Paylaş
Cumhurbaşkanı’nın açıklamasından sonra 26 Mayıs’ta olacak 4G ihalesi, dev bir soru işaretine dönüştü. Bu esnada teknik analizlerde 3G’nin birkaç yıl içinde artan yükü kaldıramayacağı, 5G’ninse 2020’den önce yaygın olarak kullanılamayacağı ortaya çıktı! Sonra Başbakan Davutoğlu ve Ulaştırma Bakanı’nın Cumhurbaşkanı’yla konuştukları, bir nebze ikna ettikleri iddia edildi. BTK, “İhale olacak” açıklaması yaptı. E ama Cumhurbaşkanımızın karakteri ve otoritesi belli. Bittabi, bugün yapılacak “Uluslararası Yatırım Zirvesi 2015”in “Teknoloji Yatırımları” başlıklı özel oturumundan, Bilgi Teknolojileri ve İletişim Kurumu başkanı, Vodafone Türkiye CEO’su ve icra kurulu başkanı, çekildiler! Muhtemelen çekilmeseler, 4G’nin ne vazgeçilmez ve muhteşem bir teknoloji olduğu, milletimizin ne kadar rahat edeceği filan anlatılacaktı. Ama bu durumda, hem ihale yapılacak gibi görünüyor hem de Sayın Erdoğan’la ters düşmek olmaz. O zaman ya oturuma katılmayacaksın ya da “ne şiş yansın ne kebap” bir konuşma yapacaksın. Mesela:
4G güzel bir şey, ama her güzelin bir kusuru vardır!

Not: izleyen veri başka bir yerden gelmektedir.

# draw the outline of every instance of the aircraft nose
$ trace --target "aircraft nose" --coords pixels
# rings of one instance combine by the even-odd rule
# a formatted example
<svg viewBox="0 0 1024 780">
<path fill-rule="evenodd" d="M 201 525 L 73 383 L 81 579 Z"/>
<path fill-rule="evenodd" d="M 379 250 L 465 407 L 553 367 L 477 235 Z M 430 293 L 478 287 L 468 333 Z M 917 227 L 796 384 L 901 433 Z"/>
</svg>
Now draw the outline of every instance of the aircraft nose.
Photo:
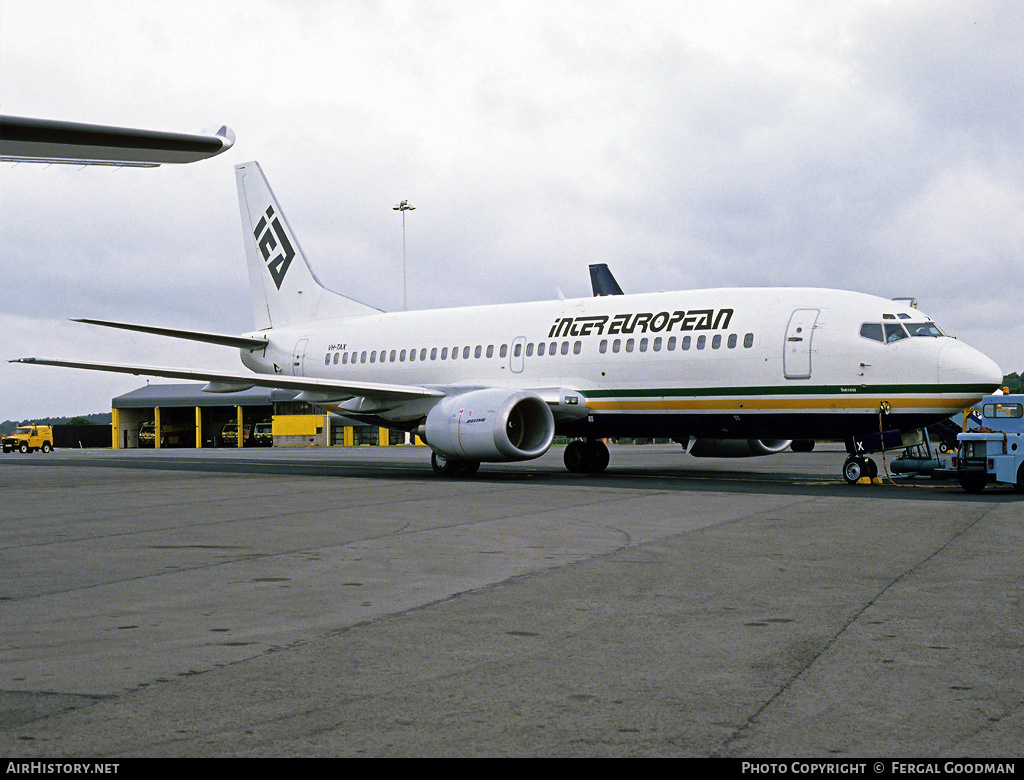
<svg viewBox="0 0 1024 780">
<path fill-rule="evenodd" d="M 974 392 L 981 396 L 1003 384 L 1003 372 L 987 355 L 959 341 L 950 341 L 939 352 L 938 380 L 944 392 Z"/>
</svg>

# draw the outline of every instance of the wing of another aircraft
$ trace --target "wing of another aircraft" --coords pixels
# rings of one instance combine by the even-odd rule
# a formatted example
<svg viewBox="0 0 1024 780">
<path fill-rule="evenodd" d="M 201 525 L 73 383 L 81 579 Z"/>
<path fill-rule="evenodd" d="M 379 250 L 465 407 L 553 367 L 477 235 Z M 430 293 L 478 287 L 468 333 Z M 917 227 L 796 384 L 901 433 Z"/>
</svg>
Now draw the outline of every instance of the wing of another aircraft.
<svg viewBox="0 0 1024 780">
<path fill-rule="evenodd" d="M 235 134 L 227 125 L 209 133 L 167 133 L 0 116 L 0 160 L 5 162 L 154 168 L 205 160 L 234 143 Z"/>
<path fill-rule="evenodd" d="M 48 358 L 18 358 L 10 363 L 31 363 L 40 366 L 61 366 L 63 368 L 84 368 L 91 371 L 108 371 L 115 374 L 135 376 L 160 376 L 167 379 L 191 379 L 208 382 L 203 388 L 213 393 L 233 393 L 250 387 L 272 387 L 294 390 L 304 394 L 298 400 L 311 403 L 327 403 L 343 399 L 362 397 L 380 401 L 408 401 L 416 398 L 441 398 L 444 393 L 415 385 L 392 385 L 378 382 L 335 382 L 329 379 L 306 379 L 285 374 L 230 374 L 219 371 L 192 371 L 182 368 L 161 366 L 126 366 L 112 363 L 92 363 L 73 360 L 51 360 Z"/>
</svg>

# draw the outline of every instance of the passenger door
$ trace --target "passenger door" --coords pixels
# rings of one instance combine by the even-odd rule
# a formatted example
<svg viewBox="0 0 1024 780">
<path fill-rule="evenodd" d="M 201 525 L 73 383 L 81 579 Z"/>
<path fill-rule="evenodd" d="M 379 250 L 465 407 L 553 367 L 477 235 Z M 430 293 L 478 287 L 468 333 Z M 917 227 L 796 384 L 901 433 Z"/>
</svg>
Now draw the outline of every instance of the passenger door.
<svg viewBox="0 0 1024 780">
<path fill-rule="evenodd" d="M 292 353 L 292 376 L 303 376 L 302 358 L 306 354 L 306 345 L 309 339 L 299 339 L 295 344 L 295 351 Z"/>
<path fill-rule="evenodd" d="M 786 379 L 811 378 L 811 341 L 819 313 L 819 309 L 797 309 L 790 315 L 782 352 Z"/>
</svg>

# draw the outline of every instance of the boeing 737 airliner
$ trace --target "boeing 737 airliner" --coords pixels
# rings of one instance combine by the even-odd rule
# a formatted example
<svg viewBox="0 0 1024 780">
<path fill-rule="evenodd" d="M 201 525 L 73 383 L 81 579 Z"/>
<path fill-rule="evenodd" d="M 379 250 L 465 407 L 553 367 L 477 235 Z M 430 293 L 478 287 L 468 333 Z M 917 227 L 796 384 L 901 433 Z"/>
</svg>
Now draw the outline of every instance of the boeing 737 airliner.
<svg viewBox="0 0 1024 780">
<path fill-rule="evenodd" d="M 670 437 L 693 455 L 922 428 L 972 406 L 999 367 L 916 308 L 829 289 L 707 289 L 385 313 L 316 278 L 260 166 L 236 166 L 255 329 L 242 336 L 83 320 L 239 349 L 253 373 L 22 358 L 291 390 L 418 433 L 441 474 L 543 455 L 599 472 L 602 439 Z M 884 419 L 883 419 L 884 418 Z M 864 465 L 863 463 L 861 465 Z"/>
</svg>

4G interneti acayip süratlendirecek. Öte yandan sürat felakettir!
4G okey, ama 5G onu döver. Cumhurbaşkanımız her şekilde haklı.
4G özünde iyi, ama bir Alex değil.
4G iyi, 5G süper, ama 3G’nin de suyu çıkmadı yani. Bence 3’e 5’e bakmayalım, sonuçta ülkede internet varsa bu tamamen AK Parti’nin eseridir!
Ütüyü akrabalara tercih etmek!
POLTIO isimli şirket, internet üzerinden güncel konularda anketler yapıyor. En son, “O kadar sıkılıyorum ki, para verip başkasına yaptırsam” denebilecek aktiviteleri araştırmışlar. 6500 kişinin katıldığı ankette, en sıkıntılı işler şöyle: Akraba ziyareti yüzde 27, perde takmak yüzde 20, ütü yapmak yüzde 19, bankaya gitmek yüzde 12, makyaj çıkarmak yüzde 6, market alışverişi yüzde 5, iş toplantısı yüzde 4!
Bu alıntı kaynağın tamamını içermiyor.